We humans have acquired the facility of feeling we are something special, and thus also the feeling that we constitute an evolutionary zenith. In contradiction to this, nature is indifferent and within its boundaries there is only one criterion for success, namely survival. What the brain can produce in terms of poetry and nuclear physics is beneath notice compared with the ability to survive. If we accept the prehistoric people Homo habilis and Homo erectus as the first human beings on Earth, bacteria are still thousands of times older and are currently the most successful organism.
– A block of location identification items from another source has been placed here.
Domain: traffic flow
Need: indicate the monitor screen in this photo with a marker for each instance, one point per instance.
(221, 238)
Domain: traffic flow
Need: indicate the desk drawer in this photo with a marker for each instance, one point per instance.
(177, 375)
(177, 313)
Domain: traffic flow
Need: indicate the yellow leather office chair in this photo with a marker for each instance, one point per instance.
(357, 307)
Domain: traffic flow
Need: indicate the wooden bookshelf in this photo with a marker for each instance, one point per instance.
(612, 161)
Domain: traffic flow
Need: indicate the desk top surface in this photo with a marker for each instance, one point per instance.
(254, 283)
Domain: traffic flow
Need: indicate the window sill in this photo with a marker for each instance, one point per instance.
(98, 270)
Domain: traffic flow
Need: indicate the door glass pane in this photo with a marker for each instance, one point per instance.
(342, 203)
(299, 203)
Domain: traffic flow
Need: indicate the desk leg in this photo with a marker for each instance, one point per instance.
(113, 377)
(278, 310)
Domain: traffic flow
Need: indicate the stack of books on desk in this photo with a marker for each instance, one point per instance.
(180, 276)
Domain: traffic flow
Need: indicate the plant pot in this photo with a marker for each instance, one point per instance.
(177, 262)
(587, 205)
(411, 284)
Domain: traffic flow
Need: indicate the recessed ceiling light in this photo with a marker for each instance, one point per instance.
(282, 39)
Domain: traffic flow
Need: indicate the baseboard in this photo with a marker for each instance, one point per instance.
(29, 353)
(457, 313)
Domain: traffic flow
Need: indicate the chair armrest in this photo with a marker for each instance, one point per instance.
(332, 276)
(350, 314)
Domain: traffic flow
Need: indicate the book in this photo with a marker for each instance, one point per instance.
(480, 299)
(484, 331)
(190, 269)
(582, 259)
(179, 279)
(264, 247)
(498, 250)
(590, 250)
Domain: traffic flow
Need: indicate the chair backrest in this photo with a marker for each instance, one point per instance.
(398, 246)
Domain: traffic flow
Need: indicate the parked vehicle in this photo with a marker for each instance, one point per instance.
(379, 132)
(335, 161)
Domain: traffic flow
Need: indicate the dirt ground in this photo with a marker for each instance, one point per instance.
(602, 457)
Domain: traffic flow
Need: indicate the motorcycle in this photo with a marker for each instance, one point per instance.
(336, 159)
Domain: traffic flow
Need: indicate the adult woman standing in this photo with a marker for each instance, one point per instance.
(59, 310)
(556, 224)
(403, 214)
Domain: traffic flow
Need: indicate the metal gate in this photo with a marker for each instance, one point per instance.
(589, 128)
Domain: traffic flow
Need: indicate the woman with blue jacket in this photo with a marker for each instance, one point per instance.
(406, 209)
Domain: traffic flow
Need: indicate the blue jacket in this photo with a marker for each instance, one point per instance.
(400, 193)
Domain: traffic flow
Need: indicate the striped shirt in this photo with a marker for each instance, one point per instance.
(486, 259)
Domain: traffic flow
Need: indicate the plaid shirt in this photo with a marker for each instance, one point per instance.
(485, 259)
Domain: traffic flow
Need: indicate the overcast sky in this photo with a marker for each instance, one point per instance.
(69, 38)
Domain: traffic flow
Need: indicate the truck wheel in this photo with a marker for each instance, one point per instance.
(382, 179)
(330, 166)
Søren Rasmussen was born in Denmark in 1952 and holds a master degree in Molecular Biology and Conservation in Africa. He is founder and owner of Albatros Travel A/S, Albatros Safari in Kenya, Tanzania, South Africa and Namibia; founder of Karen Blixen Camp in Kenya; owner of Honeyguide Safari Camps in Manyaleti (Kruger) and Entabeni, and a partner in Entabeni Nature Reserves and Legend Lodges SA. Søren is also founder of the Adventure Marathon concept with famous marathons such as The Big Five Marathon in South Africa and The Great Wall Marathon.